AI Brand Visibility Metrics Are Mostly Noise. Here’s 1 Metric That Isn’t.
Jen Carroll
Whether you sell to businesses or consumers, the mechanism governing brand visibility in AI search is the same. Every credible mention of your brand name in proximity to the language your buyers use can become a data point in the training corpus for the next model version.
The Dames
The human brain doesn’t run on probabilities. It runs on stories.
In particular, we love protagonists who beat the odds, lovers who find each other across impossible distances, and underdogs who win the championship on the last play. Probability is what happens across 1,000 coin flips. Narrative is about THIS flip, right now, and why it’s going to change everything.
With humans, narrative wins almost every time because it’s far more emotionally satisfying.
So, you can imagine just how UNsatisfying it was to hear SparkToro’s Rand Fishkin say in his recent webinar, AI Visibility: What Actually Matters (And What Doesn’t), “These [AI assistants and generative search summaries] are probability engines: they’re designed to generate unique answers every time. Thinking of them as sources of truth or consistency is provably nonsensical.”
Flip.
New Research Confirms AI Brand Visibility Rankings Are Unreliable. Here's What the Data Actually Shows.
In January Fishkin and the teams at SparkToro and Gumshoe published some genuinely useful research on AI consistency when recommending brands or products. I highly encourage other marketers to read it.
In brief: AI tools almost never give the same list of brand recommendations twice, and they almost never give the same list in the same order. Fishkin recruited 600 volunteers to run identical prompts through ChatGPT, Claude, and Google AI hundreds of times each, then measured how often the outputs matched. The odds of getting the same list twice were less than 1 in 100. The odds of getting the same list in the same order were less than 1 in 1,000.
Not exactly the story we want to hear, I know.
Plus, as I watched and listened to the webinar replay, I noticed Fishkin repeatedly referring to “top brands.” I assume he meant the ones identified in the charts as most prominent in AI responses, but I don’t think he ever defined the term. Minor omission or deliberate shorthand? It turns out the answer matters quite a bit—for AI brand visibility strategy, for AI search visibility measurement, and for every marketer being asked to justify what they’re spending on AI brand tracking tools.
"Top Brand" in AI has three definitions. Only one holds up.
When Fishkin mentioned “top brand,” the data supported at least three distinct interpretations, and he used the phrase to mean all of them at different points.
The first was raw frequency: the brand that appeared most often across all responses to a given prompt. By this measure, Smartsites was the top brand for e-commerce marketing consultants; it appeared in 85 of 95 Google AI responses. City of Hope was the top brand for West Coast cancer care hospitals in ChatGPT; it appeared in 69 of 71 responses.
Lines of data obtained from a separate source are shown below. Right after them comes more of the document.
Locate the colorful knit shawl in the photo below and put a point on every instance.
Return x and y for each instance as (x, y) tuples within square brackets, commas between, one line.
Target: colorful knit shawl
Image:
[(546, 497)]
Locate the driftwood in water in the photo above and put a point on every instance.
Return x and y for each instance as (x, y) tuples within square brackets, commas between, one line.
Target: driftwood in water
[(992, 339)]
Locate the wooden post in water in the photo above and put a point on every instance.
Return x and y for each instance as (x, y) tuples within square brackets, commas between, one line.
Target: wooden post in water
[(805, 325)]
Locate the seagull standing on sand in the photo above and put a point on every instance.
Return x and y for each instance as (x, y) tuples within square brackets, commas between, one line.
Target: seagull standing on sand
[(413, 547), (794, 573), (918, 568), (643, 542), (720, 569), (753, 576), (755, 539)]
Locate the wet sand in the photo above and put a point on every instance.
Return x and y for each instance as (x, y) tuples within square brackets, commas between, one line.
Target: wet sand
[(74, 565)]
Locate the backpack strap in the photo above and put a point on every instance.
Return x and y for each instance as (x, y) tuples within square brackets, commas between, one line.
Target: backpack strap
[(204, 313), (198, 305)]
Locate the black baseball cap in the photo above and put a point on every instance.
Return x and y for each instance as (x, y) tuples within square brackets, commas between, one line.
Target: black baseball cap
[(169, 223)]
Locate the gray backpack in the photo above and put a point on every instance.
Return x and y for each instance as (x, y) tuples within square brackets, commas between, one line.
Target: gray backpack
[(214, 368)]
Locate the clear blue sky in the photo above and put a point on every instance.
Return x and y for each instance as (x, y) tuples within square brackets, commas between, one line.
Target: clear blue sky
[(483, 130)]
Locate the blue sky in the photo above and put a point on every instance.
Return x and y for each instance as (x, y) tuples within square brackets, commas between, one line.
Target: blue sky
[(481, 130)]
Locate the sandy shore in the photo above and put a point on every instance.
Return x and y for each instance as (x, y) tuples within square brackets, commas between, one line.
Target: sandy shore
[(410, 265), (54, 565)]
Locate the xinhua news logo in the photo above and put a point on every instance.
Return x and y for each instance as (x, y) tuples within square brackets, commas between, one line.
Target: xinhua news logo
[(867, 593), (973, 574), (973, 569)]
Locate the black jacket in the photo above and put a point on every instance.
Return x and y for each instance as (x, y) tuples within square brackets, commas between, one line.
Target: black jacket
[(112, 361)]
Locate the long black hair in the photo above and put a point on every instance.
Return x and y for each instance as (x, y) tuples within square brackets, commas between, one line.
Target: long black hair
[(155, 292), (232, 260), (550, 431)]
The second was visibility percentage: the frequency of appearance normalized across the prompt set. Fishkin argues this is the most statistically defensible of all AI visibility metrics—and the only one worth building strategy around.
The third was first-position frequency: the brand that was listed first most often. Fishkin’s charts track 1st, 2nd, and 3rd position appearances separately, and City of Hope was in 69 of 71 ChatGPT answers but was first on the list in only 25 of those. That gap matters, and Fishkin notes it. But the phrase “top brand” still floated between these definitions depending on context.
The ambiguity isn’t just academic. When “top brand” can mean three different things depending on which chart you’re looking at, AI visibility tools vendors can cherry-pick whichever definition makes their dashboard look most compelling—and most executives will never know the difference.
AI Search Rankings Are Noise. Here's the Proof.
The “top brand = most often listed first” definition falls apart the moment you accept Fishkin’s core finding: AI tools are probability engines. They are designed to generate unique outputs every time. The position a brand occupies in any given response is an artifact of token probability, not a judgment about quality, relevance, or authority.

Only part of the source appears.